A Lengthy Response - RE: Will the Real Messiah Please Stand Up
In an item-by-item fashion, allow me to reply...
1. Christianity is not a divine religion. It is a political creation of the Roman Empire designed to control the Jews.Yes, and Judaism is not a divine religion either, it's the syncretistic product of an Egyptian outcast fascinated with the Messopotamian mythologies and Semitic culture... fooey. To establish a pacifying religious figure-head amid the rebellious Jewish people may seem a plausible scheme of the Romans, until you consider: just how big of a threat were the Jews to Rome? Did they merit such an outlandish ruse? If they could pull off such a covert operation with such success that nobody diverted from the political line for centuries, maybe they should have dreamed up such a plan for dealing with the Visigoths?

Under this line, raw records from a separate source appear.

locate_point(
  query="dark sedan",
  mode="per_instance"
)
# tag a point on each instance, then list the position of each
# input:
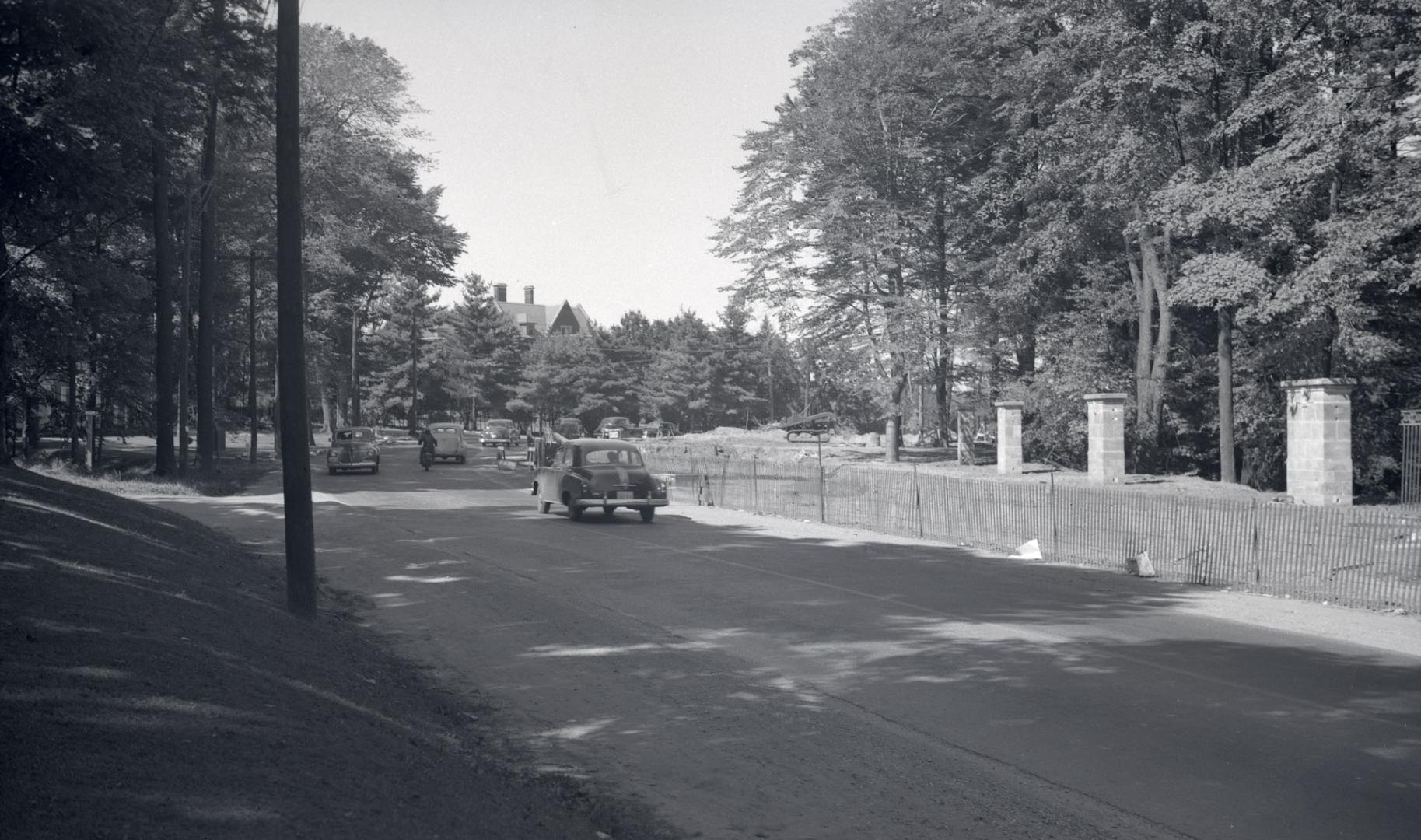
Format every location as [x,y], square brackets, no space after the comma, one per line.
[353,448]
[591,472]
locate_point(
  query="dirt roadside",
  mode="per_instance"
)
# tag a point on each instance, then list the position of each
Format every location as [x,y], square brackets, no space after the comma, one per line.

What's more is the the Biblical writings don't support the notion at all. Yes, as mentioned before, it may seem appealing to invent a character such as Jesus who may pacify the Jews, but it's obvious from the beginnings of the Gospels that the Jews rejected Christ. If the intent in creating a false religion was to win over the rebellious Jews to follow their pacifist leader, would the gospels and Acts have portrayed Jewish rejection of Christ so clearly?
No, this is not a valid approach to history.
2. There is no place in Judaism for a messiah that does part of his job, then dies, then comes back and finishes the job.Well, then it appears the Romans didn't do their research before defining this character that they invented, eh? Oh, sorry... I digress. We're on the 2nd point now. Right.
Could it also be said that there was no place in Judaism for God to make Abraham into a great nation... destroy it... and then do it all over again? Actually, my friend Anonymous, I agree with you. Inasmuch as Judaism had become by the 1st century more of a pattern of traditions than (as you called it) a "divine religion," there was no place in their tradition for a Messiah such as Jesus was and is. You are quite correct.
However, I believe what you may have been trying to say is that there is no place in the divine Hebrew texts (our "Old Testament") for such a Messiah. I confess that I'm not as well versed in Old Testament theology as I should be, so I won't dare venture into a passage-by-passage discourse of how each prophecy can be reconciled. However, I would like to submit that Hebrew writings were never very exact when it came to chronology and continuity (except in cases when they expressly aimed to be, such as Jonah's 3-day visit to fish gut).
By way of example, I'll offer two: first, Adam was told not to eat of the tree for, "when you eat of it you will surely die" (Gen. 2:17). Yet, he did not die... at least not "when" he ate of it. Secondly, consider David's anointing (Messiah) as King. In 1 Samuel 16, David is anointed as king by the prophet of God and Saul is proclaimed to no longer be king. But, David is not king for another 30 years. He was king already, but not yet.
I will, again, reiterate my agreement with Anonymous that this sort of "already but not yet" messianism has no place in traditional Judaism. But it is nonetheless a hermeneutically sound approach to the Messianic prophecies.
3. There are 5 or 6 things that the Jewish messiah must do in order to qualify. These include (off the top of my head) - gather the exiles, build the temple, usher in an era of peace (perhaps preceded by a large war according to some people's interpritation)... and there are others I can't remember right now.Ahh, and there lies the real issue. All of the items cited herein are a part of traditional Jewish Messianism. On these grounds, the earlier point that Jesus did part of His job, died, and will later return to finish it is actually misrepresented. Jesus did not do any part of this "job" according to the Jewish Messianism. He promised it. He predicted it. But he left every ounce of it undone at His death. In fact, it should interest Jewish readers that the New Testament writings from Acts through Revelation (especially Revelation) express a burning desire to see all of the traditional Jewish Messianic prophecies fulfilled.
However, Jesus' first trip to this terrestrial ball had other goals in mind. He was fulfilling Jeremiah 31:31 before Isaiah 11:6. Christianity does not claim that Christ has already fulfilled all of the Messianic roles. The chief difference in a Christian's present anticipation of a future Messiah and the Jew's present anticipation of a future Messiah is that Christians already know Him by name.
4. ...The Christian interpritation of the messiah involves supernatural stuff, the Jewish messiah is an emancipated empowered mortal human being who brings about real dramatic change to the real world...How sad a prospect to think that God cannot accomplish the "supernatural." What do Jews do with the "supernatural" elements of their own cherished scriptures? Which is easier, to part the red sea or to raise a man from the dead? And, if you cannot trust that God really parted a sea, then why would you believe his promise to send a peacemaker in the future--mortal or otherwise?
Jesus was a great man... to be denied messiahship is not an insult, it is a great credit to him that he was a contender.Ah, yes, just as it was an honor for Yahweh to be a 'contender' for the Israelite's worship, right up there with all the other gods... oh, wait, that's not how God thinks at all. "I am the LORD; that is my name! I will not give my glory to another" (Isaiah 42:8).